HOPE Cardiometabolic Research Team & Department of Physiology, College of Health Sciences, University of Ilorin, Ilorin, Nigeria; Department of Physiology, College of Medicine and Health Sciences, Afe Babalola University, Ado-Ekiti, Nigeria.
HOPE Cardiometabolic Research Team & Department of Physiology, College of Health Sciences, University of Ilorin, Ilorin, Nigeria.
Nutrition. 2020 Sep;77:110789. doi: 10.1016/j.nut.2020.110789. Epub 2020 Mar 6.

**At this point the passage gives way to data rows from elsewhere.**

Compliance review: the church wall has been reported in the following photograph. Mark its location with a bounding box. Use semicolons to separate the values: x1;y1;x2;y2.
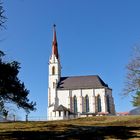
57;90;69;108
95;88;107;112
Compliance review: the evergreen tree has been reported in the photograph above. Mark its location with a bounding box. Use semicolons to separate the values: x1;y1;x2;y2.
0;51;36;112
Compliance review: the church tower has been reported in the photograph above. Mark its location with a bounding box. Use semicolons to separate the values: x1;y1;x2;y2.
48;25;61;119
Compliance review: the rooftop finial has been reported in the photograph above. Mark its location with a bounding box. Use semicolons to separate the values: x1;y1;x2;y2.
52;24;58;58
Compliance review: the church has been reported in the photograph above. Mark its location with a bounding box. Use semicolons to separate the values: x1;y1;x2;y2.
48;26;115;120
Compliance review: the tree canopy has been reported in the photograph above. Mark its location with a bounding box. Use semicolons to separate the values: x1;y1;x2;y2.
0;51;36;112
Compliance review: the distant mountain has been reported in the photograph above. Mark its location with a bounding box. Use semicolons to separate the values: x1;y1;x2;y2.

Mishandling of lipid and glycogen has been documented as a feature of metabolic tissues in insulin resistance-related disorders. However, reports exist detailing that L-glutamine (GLN) protects non-adipose tissue against the deleterious effects of metabolic disorders. Therefore, we hypothesized that GLN would protect skeletal muscle and adipose tissue against the deleterious effects of lipid and glycogen mishandlings by increasing adenosine and glutathione levels in pregnant rats exposed to fructose (FRU)-enriched drinks.
Pregnant Wistar rats weighing 150 to 180 g were randomly assigned to control, GLN, FRU, and FRU + GLN groups (six rats/group). The groups received vehicle (P.o.), glutamine (1 g/kg), FRU (10%; w/v), and FRU + GLN, respectively, for 19 d.

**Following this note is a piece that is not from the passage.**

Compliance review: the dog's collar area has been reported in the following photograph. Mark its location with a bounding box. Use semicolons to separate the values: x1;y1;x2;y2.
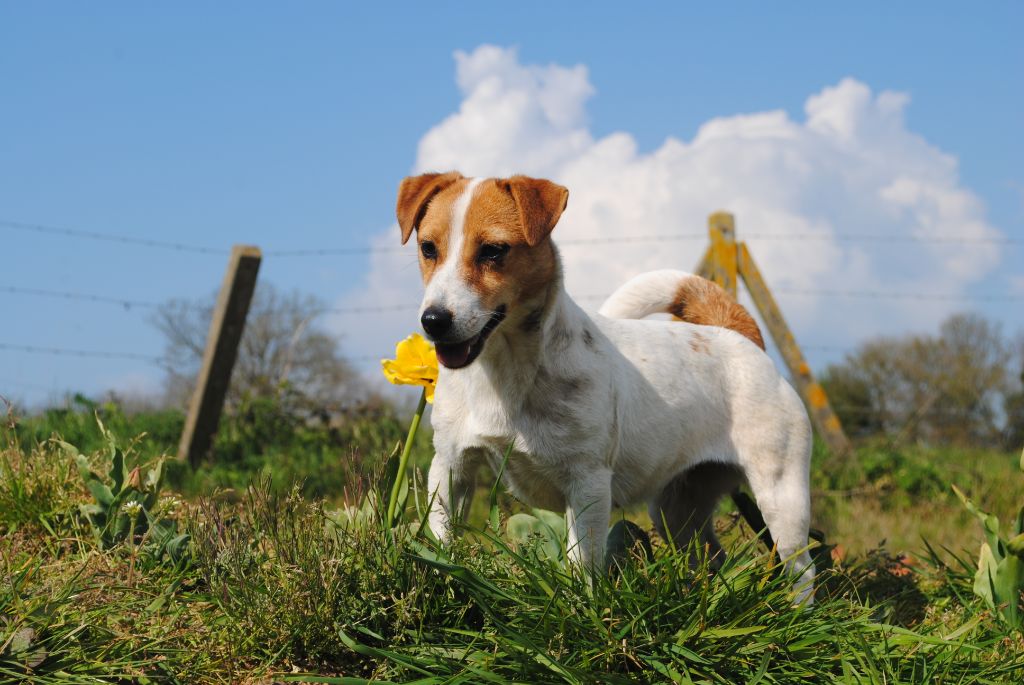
434;304;507;369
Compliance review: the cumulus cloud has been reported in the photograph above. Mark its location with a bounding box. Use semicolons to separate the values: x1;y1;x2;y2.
338;45;1000;370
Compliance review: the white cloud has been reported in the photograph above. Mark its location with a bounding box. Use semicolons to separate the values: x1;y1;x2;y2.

Data show that FRU caused insulin resistance with corresponding increased blood glucose, circulating and pancreatic insulin levels, and lipid accumulation and glycogen depletion in skeletal muscle, but glycogen accumulation and a decreased lipid profile in adipose tissue. Adenosine and glutathione content decreased, whereas adenosine deaminase, xanthine oxidase, uric acid, and malondialdehyde concentrations increased in both tissues. In addition, glucose-6-phosphate dehydrogenase activity decreased in skeletal muscle but remained unaltered in adipose tissue. However, supplementation with GLN improved perturbed lipid and glycogen with a corresponding increase in adenosine and glutathione.

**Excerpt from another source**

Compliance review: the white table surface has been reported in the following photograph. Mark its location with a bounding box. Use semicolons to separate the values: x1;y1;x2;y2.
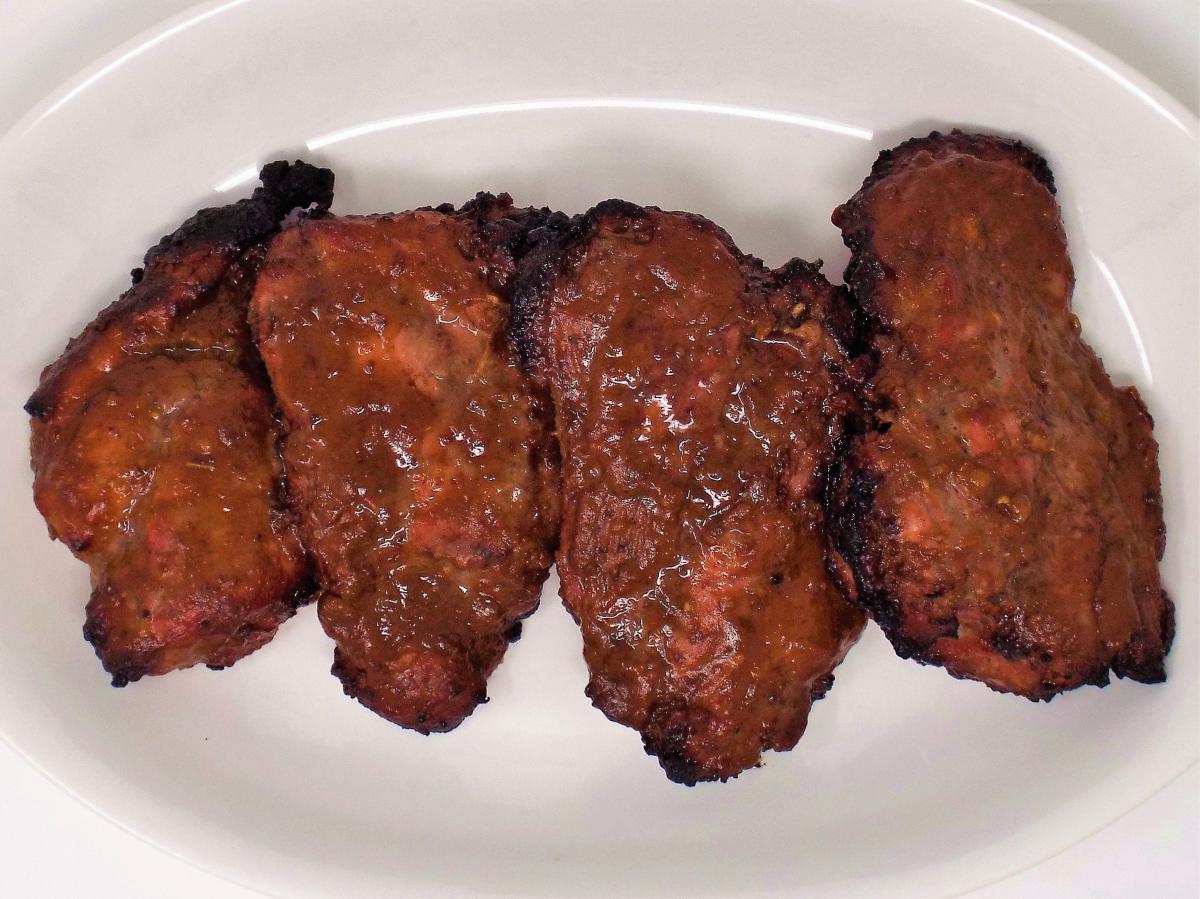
0;0;1200;899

The present results collectively indicate that lipid and glycogen mishandlings caused by high gestational FRU intake result in the depletion of adenosine and glutathione in skeletal muscle and adipose tissue. These findings also suggest that L-glutamine protects against skeletal muscle and adipose tissue dysmetabolism by enhancing adenosine and glutathione.
代谢组织中脂类和糖原处理不当已被证明是与胰岛素抵抗相关疾病的特征。然而,有报道详细描述了 L-谷氨酰胺(GLN)可保护非脂肪组织免受代谢紊乱的有害影响。因此,我们假设 GLN 通过增加腺苷和谷胱甘肽水平,可保护骨骼肌和脂肪组织免受脂质和糖原处理不当对怀孕大鼠的有害影响,这些大鼠暴露于富含果糖(FRU)的饮料中。
体重为 150 至 180 g 的 Wistar 孕鼠被随机分为对照组、GLN 组、FRU 组和 FRU + GLN 组(每组 6 只)。这些组分别接受载体(p.o.)、谷氨酰胺(1 g/kg)、FRU(10%(w/v))和 FRU + GLN,共 19 天。
数据显示,FRU 导致胰岛素抵抗,伴有相应的血糖、循环和胰腺胰岛素水平升高,以及骨骼肌中脂质积累和糖原耗竭,但脂肪组织中糖原积累和脂质谱降低。两种组织中的腺苷和谷胱甘肽含量降低,而腺苷脱氨酶、黄嘌呤氧化酶、尿酸和丙二醛浓度增加。此外,葡萄糖-6-磷酸脱氢酶活性在骨骼肌中降低,但在脂肪组织中保持不变。然而,GLN 补充可改善紊乱的脂质和糖原,相应地增加腺苷和谷胱甘肽。
本研究结果表明,高妊娠 FRU 摄入导致骨骼肌和脂肪组织中腺苷和谷胱甘肽耗竭,从而导致脂质和糖原处理不当。这些发现还表明,L-谷氨酰胺通过增强腺苷和谷胱甘肽来保护骨骼肌和脂肪组织的代谢紊乱。